David Mobley, Caitlin C. Bannan, Andrea Rizzi, Christopher I. Bayly, John D. Chodera, Victoria T Lim, Nathan M. Lim, Kyle A. Beauchamp, Michael R. Shirts, Michael K. Gilson, and Peter K. Eastman

A key issue affecting the accuracy and transferrability of these force fields is the use of atom typing. Traditional approaches to defining molecular mechanics force fields must encode, within a discrete set of atom types, all information which will ever be needed about the chemical environment; parameters are then assigned by looking up combinations of these atom types in tables. This atom typing approach leads to a wide variety of problems such as inextensible atom-typing machinery, enormous difficulty in expanding parameters encoded by atom types, and unnecessarily proliferation of encoded parameters. Here, we describe a new approach to assigning parameters for molecular mechanics force fields based on the industry standard SMARTS chemical perception language (with extensions to identify specific atoms available in SMIRKS). In this approach, each force field term (bonds, angles, and torsions, and nonbonded interactions) features separate definitions assigned in a hierarchical manner without using atom types. We accomplish this using direct chemical perception, where parameters are assigned directly based on substructure queries operating on the molecule(s) being parameterized, thereby avoiding the intermediate step of assigning atom types — a step which can be considered indirect chemical perception. Direct chemical perception allows for substantial simplification of force fields, as well as additional generality in the substructure queries. This approach is applicable to a wide variety of (bio)molecular systems, and can greatly reduce the number of parameters needed to create a complete force field. Further flexibility can also be gained by allowing force field terms to be interpolated based on the assignment of fractional bond orders via the same procedure used to assign partial charges. As an example of the utility of this approach, we provide a minimalist small molecule force field derived from Merck’s parm@Frosst (an Amber parm99 descendant), in which a parameter definition file only approximately 300 lines long can parameterize a large and diverse spectrum of pharmaceutically relevant small molecule chemical space. We benchmark this minimalist force field on the FreeSolv small molecule hydration free energy set and calculations of densities and dielectric constants from the ThermoML Archive, demonstrating that it achieves comparable accuracy to the Generalized Amber Force Field (GAFF) that consists of many thousands of parameters.

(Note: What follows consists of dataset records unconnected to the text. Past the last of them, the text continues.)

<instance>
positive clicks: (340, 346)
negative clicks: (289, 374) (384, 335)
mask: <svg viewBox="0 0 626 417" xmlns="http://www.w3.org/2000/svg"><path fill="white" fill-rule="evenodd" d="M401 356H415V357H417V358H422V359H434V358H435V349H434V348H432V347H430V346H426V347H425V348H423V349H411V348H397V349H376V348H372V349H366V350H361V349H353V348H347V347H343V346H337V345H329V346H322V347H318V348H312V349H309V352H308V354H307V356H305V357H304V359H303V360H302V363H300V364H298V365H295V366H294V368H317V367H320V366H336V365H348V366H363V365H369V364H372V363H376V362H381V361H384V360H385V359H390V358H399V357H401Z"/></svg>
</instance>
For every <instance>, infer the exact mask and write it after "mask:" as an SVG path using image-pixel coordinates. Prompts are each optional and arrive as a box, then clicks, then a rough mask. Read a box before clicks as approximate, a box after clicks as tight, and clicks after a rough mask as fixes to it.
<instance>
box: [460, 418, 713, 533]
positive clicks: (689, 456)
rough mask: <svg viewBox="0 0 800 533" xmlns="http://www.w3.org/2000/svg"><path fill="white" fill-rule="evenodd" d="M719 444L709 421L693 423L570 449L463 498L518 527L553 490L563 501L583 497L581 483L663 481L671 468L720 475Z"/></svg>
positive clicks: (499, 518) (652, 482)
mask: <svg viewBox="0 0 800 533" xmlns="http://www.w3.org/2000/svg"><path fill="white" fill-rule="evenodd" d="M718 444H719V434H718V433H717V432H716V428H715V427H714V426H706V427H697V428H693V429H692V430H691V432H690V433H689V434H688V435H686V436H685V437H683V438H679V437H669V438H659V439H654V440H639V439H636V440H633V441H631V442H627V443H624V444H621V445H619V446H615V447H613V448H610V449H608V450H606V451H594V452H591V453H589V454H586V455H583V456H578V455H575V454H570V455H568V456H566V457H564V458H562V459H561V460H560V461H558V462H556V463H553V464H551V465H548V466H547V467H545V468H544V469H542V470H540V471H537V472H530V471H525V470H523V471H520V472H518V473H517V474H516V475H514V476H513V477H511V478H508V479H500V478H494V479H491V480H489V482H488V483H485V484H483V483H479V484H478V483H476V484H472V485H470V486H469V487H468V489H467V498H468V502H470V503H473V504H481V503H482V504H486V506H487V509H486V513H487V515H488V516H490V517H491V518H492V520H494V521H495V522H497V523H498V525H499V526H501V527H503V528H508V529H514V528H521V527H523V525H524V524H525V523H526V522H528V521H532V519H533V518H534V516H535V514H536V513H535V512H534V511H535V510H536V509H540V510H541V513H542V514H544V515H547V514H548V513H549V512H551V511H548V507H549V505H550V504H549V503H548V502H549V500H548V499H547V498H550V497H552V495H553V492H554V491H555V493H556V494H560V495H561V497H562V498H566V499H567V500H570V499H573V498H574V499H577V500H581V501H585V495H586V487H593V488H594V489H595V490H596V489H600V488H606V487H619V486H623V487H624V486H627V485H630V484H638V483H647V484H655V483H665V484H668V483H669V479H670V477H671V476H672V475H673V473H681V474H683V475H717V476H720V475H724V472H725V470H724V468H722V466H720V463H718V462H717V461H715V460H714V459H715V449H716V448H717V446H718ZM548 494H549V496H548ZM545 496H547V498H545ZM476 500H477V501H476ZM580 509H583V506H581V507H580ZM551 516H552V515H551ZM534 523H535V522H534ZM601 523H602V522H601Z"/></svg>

Official website: http://openforcefield.org/

Software

• openforcefield: A Python toolkit from the Open Force Field Initiative for the development and use of modern molecular mechanics force fields based on direct chemical perception and parameterized with rigorous statistical methods. This also provides the SMIRNOFF force field format.

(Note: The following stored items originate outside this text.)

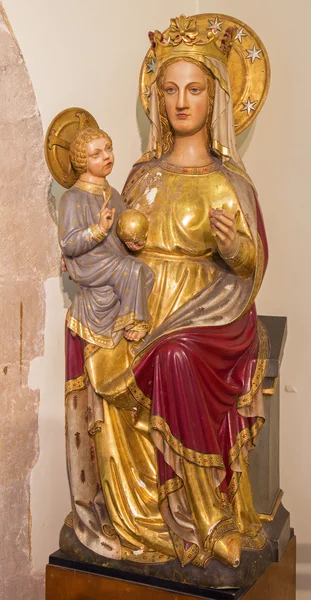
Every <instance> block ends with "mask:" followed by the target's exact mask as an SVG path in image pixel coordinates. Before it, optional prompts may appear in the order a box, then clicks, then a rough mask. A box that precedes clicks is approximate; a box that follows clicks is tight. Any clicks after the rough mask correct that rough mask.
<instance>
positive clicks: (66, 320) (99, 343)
mask: <svg viewBox="0 0 311 600" xmlns="http://www.w3.org/2000/svg"><path fill="white" fill-rule="evenodd" d="M66 322H67V327H68V328H69V329H71V330H72V331H74V332H75V333H76V334H77V335H78V336H79V337H81V338H82V339H83V340H85V341H86V342H89V343H90V344H94V345H96V346H100V347H101V348H114V347H115V344H114V342H113V339H112V338H108V337H105V336H103V335H98V334H97V333H94V331H91V329H88V328H87V327H85V326H84V325H82V323H80V321H78V320H77V319H75V318H74V317H73V316H72V315H71V313H70V310H69V311H68V313H67V318H66Z"/></svg>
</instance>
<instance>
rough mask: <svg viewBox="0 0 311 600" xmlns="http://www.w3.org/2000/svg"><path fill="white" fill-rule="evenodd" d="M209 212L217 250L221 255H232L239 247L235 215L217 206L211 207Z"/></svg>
mask: <svg viewBox="0 0 311 600" xmlns="http://www.w3.org/2000/svg"><path fill="white" fill-rule="evenodd" d="M209 214H210V221H211V227H212V232H213V233H214V234H215V238H216V243H217V246H218V249H219V251H220V252H221V254H222V255H223V256H232V255H233V254H234V253H235V252H236V251H237V249H238V247H239V235H238V233H237V230H236V222H235V215H233V214H232V213H230V212H229V211H227V210H220V209H219V208H216V210H215V209H214V208H211V209H210V212H209Z"/></svg>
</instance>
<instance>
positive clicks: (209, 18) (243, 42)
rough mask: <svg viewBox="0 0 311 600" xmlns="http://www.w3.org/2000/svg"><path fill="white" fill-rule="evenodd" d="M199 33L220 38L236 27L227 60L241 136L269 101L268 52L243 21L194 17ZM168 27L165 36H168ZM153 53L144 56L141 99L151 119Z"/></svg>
mask: <svg viewBox="0 0 311 600" xmlns="http://www.w3.org/2000/svg"><path fill="white" fill-rule="evenodd" d="M190 18H194V19H196V21H197V24H198V28H199V29H206V28H210V29H211V30H212V29H214V30H215V29H216V30H217V31H218V32H219V34H221V33H224V32H225V31H226V29H227V27H237V34H236V39H235V41H234V44H233V46H232V50H231V53H230V57H229V60H228V73H229V77H230V83H231V89H232V104H233V117H234V126H235V133H236V135H238V134H239V133H241V132H242V131H244V129H246V127H248V126H249V125H250V124H251V123H252V121H254V119H255V118H256V117H257V115H258V113H259V112H260V110H261V109H262V107H263V105H264V102H265V100H266V97H267V94H268V91H269V85H270V62H269V57H268V53H267V51H266V48H265V47H264V45H263V43H262V41H261V40H260V38H259V37H258V35H257V34H256V33H255V31H253V29H251V27H249V26H248V25H246V24H245V23H243V21H239V19H235V18H234V17H230V16H228V15H222V14H219V13H204V14H199V15H193V16H192V17H190ZM169 29H170V28H169V27H168V28H167V29H166V30H165V31H164V32H163V33H164V34H165V33H168V31H169ZM151 58H152V49H151V48H150V49H149V50H148V52H147V54H146V56H145V59H144V62H143V64H142V67H141V71H140V86H139V92H140V99H141V103H142V105H143V108H144V110H145V112H146V114H147V116H148V115H149V107H148V102H149V92H150V85H151V83H152V81H153V80H154V72H152V71H151V72H150V71H149V69H150V67H149V66H147V65H148V64H149V65H150V60H151Z"/></svg>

• open-forcefield-tools: Development space for property calculation and force field parameterization tools.

• SMARTY: A simple prototype implementation Bayesian atom type sampling using reversible-jump Markov chain Monte Carlo (RJMCMC) over SMARTS types. This also provides the SMIRKY tool, which samples over SMIRKS patterns for chemical perception of parameter types.

Datasets

• open-forcefield-data: Curated datasets from the NIST ThermoML database to be used for force field parameterization.

• MiniDrugBank: A repository to track the creation and evolution of the MiniDrugBank Molecule set, filtered from DrugBank Release Version 5.0.1.

Forcefileds

• smirnoff99Frosst: The first general-purpose implementation of a SMIRKS Native Open Force Field (SMIRNOFF) as implemented by the SMIRNOFF ForceField class (in openforcefield.typing.engines.forcefield) for parameterizing small molecules for OpenMM and (via ParmEd and InterMol) a wide variety of other simulation packages.